Ask any track coach. The half-mile is a race for unadulterated masochists. Neither a sprint nor a distance event, it has the worst qualities of both. It’s not a glorious race, either. A lot of people can name a sprinter or two—Carl Lewis, for example—or a famous miler like Roger Bannister, but can very many name even a single half-miler? No athletic romance attaches to the half-mile. It’s not a legendary or even notable feat to beat other runners over 880 yards. At track meets, the half-mile contest is somehow lost between more compelling competitions, an event that unfolds while fans thumb their programs or use the bathroom. Into this gap of a race, this sideshow, step runners in search of a deeper agony than they can find elsewhere. They want to do battle with suffering itself. It’s the trauma they want, the anguished ordeal. It’s the approximately two minutes of self-mortification or private crucifixion. All half-milers have a similar love of pain. So this race is an intimation and an opening.
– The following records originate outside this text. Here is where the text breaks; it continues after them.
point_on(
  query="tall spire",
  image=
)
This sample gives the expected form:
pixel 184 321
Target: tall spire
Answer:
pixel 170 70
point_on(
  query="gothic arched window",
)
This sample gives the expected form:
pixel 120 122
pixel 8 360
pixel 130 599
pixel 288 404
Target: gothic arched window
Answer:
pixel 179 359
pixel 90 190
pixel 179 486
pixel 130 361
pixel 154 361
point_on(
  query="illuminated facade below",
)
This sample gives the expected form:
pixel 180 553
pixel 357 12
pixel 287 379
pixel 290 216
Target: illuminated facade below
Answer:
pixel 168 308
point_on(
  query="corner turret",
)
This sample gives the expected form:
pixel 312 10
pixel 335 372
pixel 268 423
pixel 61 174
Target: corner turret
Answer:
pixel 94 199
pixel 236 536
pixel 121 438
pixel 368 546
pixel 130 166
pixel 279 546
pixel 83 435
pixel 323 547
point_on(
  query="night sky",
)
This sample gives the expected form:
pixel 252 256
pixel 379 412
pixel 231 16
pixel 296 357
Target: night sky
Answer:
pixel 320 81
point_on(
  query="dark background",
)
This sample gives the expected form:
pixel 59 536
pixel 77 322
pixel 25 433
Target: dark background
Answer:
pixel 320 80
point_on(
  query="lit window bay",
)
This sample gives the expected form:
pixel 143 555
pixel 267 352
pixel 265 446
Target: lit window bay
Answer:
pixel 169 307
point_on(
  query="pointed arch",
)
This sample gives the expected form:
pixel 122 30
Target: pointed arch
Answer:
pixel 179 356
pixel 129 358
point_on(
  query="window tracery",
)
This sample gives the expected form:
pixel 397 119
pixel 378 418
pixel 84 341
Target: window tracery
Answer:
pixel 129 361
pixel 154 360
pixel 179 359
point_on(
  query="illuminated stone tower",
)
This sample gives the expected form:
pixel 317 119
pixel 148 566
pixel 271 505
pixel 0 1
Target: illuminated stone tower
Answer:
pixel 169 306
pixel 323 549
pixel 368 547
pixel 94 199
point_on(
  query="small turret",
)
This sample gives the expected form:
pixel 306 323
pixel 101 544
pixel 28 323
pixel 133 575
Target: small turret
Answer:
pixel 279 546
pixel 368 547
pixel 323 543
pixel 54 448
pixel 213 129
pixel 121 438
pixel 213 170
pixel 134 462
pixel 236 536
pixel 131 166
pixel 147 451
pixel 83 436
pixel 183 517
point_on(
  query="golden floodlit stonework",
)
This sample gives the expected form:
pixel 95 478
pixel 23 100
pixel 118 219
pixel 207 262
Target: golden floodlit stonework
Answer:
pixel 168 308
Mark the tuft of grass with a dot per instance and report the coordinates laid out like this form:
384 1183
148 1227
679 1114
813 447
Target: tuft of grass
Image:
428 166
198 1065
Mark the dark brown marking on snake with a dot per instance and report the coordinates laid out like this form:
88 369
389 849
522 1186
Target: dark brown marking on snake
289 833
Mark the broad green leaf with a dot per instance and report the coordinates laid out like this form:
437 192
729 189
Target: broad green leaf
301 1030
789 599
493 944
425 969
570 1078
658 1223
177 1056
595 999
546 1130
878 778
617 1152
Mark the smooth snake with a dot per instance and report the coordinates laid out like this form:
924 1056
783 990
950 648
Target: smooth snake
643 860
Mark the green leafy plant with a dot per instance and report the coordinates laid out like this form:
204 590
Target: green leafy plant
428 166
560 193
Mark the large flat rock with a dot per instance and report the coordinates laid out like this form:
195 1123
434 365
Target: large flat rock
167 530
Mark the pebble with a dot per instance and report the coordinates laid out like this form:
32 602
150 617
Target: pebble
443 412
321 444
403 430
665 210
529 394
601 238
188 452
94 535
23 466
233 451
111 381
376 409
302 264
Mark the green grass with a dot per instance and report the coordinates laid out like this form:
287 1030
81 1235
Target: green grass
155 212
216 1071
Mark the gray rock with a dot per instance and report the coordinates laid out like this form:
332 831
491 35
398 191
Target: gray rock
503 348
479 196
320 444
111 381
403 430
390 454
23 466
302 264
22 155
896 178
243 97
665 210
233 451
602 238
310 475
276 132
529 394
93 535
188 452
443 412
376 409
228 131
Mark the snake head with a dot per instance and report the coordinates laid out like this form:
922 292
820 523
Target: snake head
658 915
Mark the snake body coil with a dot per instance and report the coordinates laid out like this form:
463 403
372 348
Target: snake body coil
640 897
In two minutes’ time, you get a glimpse.
I do, on the afternoon I’m telling about. There’s a kind of synchronicity that can happen in a running race, and it happens now. We run in tandem, my near doppelgänger and I. In running parlance, we match strides. I’m measuring him, as he, no doubt, is measuring me—all the while throwing ourselves forward into fresh pain, so that there are two perceptions, pain and the close presence of another agonized half-miler. In parallel this way, and canceling each other out, we’re neither of us ahead or behind for maybe forty-five seconds. That’s an unusually long time to run neck and neck in the 880. I’m oxygen-deprived, so everything looks well lit and startling, and from this perspective I see what I probably wouldn’t see otherwise. This guy, right here, running next to me, is a version of me. We both feel, romantically, that our running is transcendent. How do I know this? From running alongside him. I also have the benefit of hindsight.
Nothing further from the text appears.